Catloverami exactly feels the way I do about this. I recently lost a cat, Sabrina, and I was a mess. For a brief time I said I wasn't going to get anymore cats because their death destroys me. Then I opened my home to Amelia, a sweet and naughty kitten. I decided that the loving bond that they forge during their brief life outweighs the grief upon losing them. Amelia by no means replaces Sabrina, but she gives me a positive focus and she makes me smile once again. I wish I could find a man like you to date! I haven't had luck meeting men who appreciate my bonds with my pets.


----------



## Arianwen (Jun 3, 2012)

Every time one of our animals died my late mother used to say, "We're the wrong people to have animals!" 

This was truly down to our grief - BUT we always adopted others. My sister and I always said in response - "For us it is wrong because we hurt so much but for them we are the right people because we have given them so much."

She never stopped loving the old ones but never failed to love the new ones. Some of her "babies" outlived her but when it was time for them to reach the Rainbow Bridge I'm sure sure she would have been there for all of them - except Trixie (cat) and Honey (horse) when my father would have pushed her out of the way! 

PLEASE, PLEASE don't stop taking darlings into your life!

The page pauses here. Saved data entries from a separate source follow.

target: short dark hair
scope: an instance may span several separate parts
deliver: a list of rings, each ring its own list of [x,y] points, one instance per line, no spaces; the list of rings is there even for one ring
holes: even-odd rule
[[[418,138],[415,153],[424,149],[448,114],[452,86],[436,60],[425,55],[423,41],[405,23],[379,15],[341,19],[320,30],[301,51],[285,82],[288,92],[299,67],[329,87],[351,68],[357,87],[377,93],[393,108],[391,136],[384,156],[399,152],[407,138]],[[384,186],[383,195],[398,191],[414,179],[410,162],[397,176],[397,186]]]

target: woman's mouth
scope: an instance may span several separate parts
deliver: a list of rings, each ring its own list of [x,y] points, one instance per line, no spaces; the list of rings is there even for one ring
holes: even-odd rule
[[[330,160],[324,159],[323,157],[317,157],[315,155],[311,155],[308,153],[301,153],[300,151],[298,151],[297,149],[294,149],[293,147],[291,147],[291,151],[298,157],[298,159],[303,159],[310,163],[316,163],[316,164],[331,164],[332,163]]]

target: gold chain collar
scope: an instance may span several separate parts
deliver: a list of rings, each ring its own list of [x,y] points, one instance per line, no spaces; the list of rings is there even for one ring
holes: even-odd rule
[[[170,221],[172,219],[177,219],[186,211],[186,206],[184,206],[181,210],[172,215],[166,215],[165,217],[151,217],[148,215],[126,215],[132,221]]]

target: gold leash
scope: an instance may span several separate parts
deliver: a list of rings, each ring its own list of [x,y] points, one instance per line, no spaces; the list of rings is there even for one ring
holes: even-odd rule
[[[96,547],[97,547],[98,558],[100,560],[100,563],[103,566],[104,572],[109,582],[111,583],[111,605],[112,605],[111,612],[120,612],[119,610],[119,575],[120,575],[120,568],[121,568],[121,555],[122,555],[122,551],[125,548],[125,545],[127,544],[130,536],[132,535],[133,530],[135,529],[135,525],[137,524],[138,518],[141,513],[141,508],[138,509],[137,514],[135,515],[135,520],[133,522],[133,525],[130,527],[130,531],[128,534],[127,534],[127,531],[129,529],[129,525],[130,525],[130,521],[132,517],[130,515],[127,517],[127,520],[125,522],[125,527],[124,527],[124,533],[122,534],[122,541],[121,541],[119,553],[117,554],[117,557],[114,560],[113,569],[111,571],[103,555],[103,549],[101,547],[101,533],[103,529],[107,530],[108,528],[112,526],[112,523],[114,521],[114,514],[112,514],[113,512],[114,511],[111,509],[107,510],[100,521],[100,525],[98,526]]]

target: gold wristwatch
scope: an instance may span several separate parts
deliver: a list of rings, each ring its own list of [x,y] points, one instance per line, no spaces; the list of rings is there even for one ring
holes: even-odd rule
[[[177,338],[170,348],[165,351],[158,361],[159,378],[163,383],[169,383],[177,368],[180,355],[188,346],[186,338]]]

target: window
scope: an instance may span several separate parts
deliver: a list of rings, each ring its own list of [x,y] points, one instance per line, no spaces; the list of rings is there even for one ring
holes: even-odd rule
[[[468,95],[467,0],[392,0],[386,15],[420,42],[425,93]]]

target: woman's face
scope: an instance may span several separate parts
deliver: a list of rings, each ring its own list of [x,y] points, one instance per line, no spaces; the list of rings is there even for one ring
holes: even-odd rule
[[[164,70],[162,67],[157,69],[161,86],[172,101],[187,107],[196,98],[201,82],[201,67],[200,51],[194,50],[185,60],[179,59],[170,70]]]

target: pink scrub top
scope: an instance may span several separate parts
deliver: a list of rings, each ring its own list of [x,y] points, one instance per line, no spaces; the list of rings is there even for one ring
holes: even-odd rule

they are quirky individuals and must be loved as such. Never try to get a replacement but always get a new darling.


----------



## Straysmommy (Dec 23, 2010)

Adopt a cat in need now. What saved me was that I adopted another 3 after I got Prince, just because these 3 were in need, so when my Prince died I was forced to function for the others. It's now been 2 years since Prince left for the Bridge, and I still have hard moments. But most of the time I'm too busy.


----------



## maggie23 (Mar 10, 2012)

i never used to believe in the saying, _*"It is better to have loved then lost, then never to have loved at all." *_ But that was before i fell in love with a cat!!! Never had a dog or cat for the first 43 years of my life and had NO idea what i was missing. Thought it was good not to be "tied down" to an animal at home. figured i was free. i could travel, go out at night, not worry about vet vists, etc... All of that and more is part of my life now and i wouldn't have it any other way.  No travel or night out could even come close to the love i feel for my cat now. yeah, OK, i get sudden urges to run off to Hawaii or Vegas or Disney World while I'm doing the dishes or brushing my Angel at least once a month, but STILL! ha ha! nah, travel can wait. Angel can't.

enjoy every second you have with Izzy while you can. don't let the fear of losing her stop you from having that special bond. you want to live life without regrets, so milk it for all it's worth! hugs and kisses to you and Izzy!


----------